My friend is dying and i’m pretending to be brave

My friend is dying and i’m pretending to be brave. I have been down this road before many times and i need to guide the others who haven’t yet. But as i sit in the shower crying, as i usually do in these times, i ask myself the same question – why do i do this to myself?
I could have a few healthy horses that i ride and enjoy. I could run a rescue with young horses i train and adopt out. Why do i choose to be a shelter for the old, the sick, and the broken beyond repair? These horses i rescue, some may be able to play but most of them won’t recover really, they rarely are able to be riding horses and none could ever really sport or show. These are horses that are damaged and unwanted, thrown out by society because they are no longer (or never were) useful. Whether they have an illness or injury that ended or never allowed them to start their work, whether they just got old and tired, they were let down.
 
I can’t fix them, i’m not magic (though i wish i were and i do try my best), i can’t stop them from dying, despite my best efforts.
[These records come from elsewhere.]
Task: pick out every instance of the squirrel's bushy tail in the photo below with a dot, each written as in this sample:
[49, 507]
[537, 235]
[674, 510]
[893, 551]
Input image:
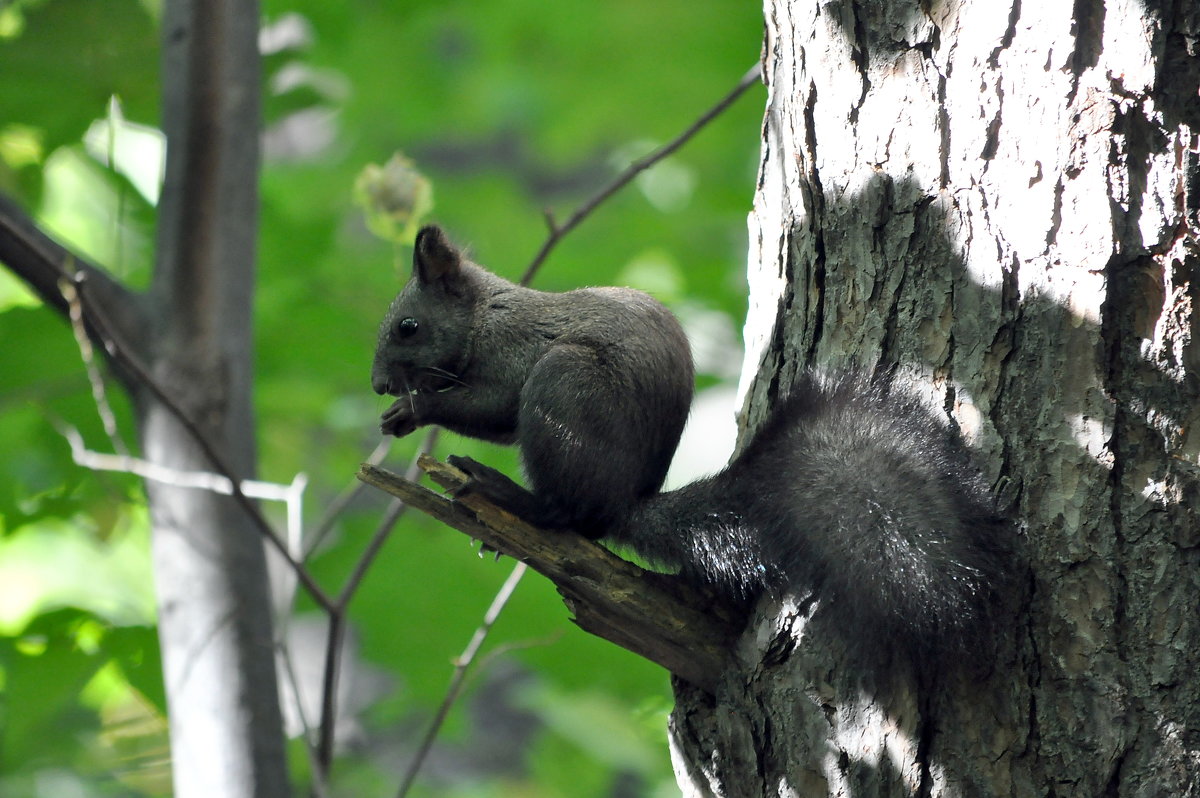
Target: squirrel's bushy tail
[858, 495]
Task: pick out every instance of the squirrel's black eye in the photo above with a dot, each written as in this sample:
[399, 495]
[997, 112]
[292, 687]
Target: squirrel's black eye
[406, 327]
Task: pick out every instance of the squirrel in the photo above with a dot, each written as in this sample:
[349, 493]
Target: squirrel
[852, 490]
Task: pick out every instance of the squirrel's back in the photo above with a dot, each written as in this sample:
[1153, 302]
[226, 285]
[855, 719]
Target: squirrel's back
[857, 495]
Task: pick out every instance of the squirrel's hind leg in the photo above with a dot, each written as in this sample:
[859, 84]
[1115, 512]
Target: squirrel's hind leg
[502, 491]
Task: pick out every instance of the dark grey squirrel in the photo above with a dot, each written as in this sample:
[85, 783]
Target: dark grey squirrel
[852, 491]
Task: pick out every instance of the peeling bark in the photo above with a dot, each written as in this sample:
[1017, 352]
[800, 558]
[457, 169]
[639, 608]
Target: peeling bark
[1002, 199]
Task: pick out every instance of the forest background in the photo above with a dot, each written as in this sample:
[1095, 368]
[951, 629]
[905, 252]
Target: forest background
[509, 108]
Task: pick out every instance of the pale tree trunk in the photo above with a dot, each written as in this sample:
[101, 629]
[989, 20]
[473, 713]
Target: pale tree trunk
[1001, 198]
[185, 351]
[210, 571]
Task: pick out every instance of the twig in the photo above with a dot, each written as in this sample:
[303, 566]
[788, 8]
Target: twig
[460, 675]
[123, 354]
[558, 231]
[339, 607]
[201, 480]
[75, 312]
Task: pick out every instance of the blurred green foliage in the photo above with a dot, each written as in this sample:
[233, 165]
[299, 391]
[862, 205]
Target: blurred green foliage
[508, 108]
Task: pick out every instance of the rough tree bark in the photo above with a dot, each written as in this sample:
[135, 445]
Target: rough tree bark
[192, 334]
[1001, 198]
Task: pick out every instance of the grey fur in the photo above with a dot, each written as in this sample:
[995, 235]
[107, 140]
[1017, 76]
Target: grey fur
[851, 492]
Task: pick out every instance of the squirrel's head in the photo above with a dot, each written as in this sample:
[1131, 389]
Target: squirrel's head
[425, 336]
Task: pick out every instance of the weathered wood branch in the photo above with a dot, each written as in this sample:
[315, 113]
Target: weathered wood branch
[653, 615]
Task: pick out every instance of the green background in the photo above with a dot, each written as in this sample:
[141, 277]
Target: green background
[509, 108]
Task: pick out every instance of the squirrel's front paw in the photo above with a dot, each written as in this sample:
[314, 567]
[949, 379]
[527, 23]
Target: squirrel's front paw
[480, 478]
[399, 419]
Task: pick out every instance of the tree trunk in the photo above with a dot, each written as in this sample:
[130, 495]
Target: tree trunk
[1002, 199]
[210, 571]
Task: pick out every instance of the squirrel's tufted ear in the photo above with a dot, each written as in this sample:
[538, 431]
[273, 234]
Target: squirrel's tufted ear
[433, 257]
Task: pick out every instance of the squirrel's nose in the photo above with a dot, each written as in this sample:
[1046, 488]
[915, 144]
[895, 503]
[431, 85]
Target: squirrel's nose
[381, 383]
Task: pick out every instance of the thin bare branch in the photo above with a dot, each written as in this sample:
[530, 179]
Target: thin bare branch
[342, 501]
[337, 610]
[123, 354]
[558, 231]
[462, 665]
[100, 396]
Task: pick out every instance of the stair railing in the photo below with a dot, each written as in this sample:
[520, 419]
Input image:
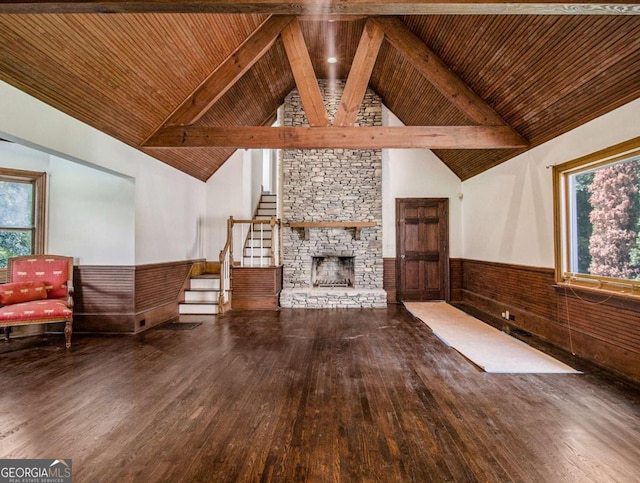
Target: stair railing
[250, 230]
[226, 262]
I do this because they would die anyway. But they would die alone and afraid, and often with great suffering. When i do this i promise them as much time as i can offer them filled with love and fun. They will spend their days remembering what it is to be loved. They will be reminded that they are horses, with all the freedom, friends, and good food that they deserve. And i can promise that when they die they will do so with braids in their hair and surrounded by gentle love. They will not be afraid and won’t be alone, and we will give them the gift of peaceful passing before they suffer.
 
So i remind myself why i continue down this road, why i do what i do, even though it feels like walking on coals. When my friend dies he will be cremated and buried in our garden where the fairies play. We will build them a home on his grave with the flowers that used to decorate his mane. All the lives he influenced can visit him there, where he will never be forgotten.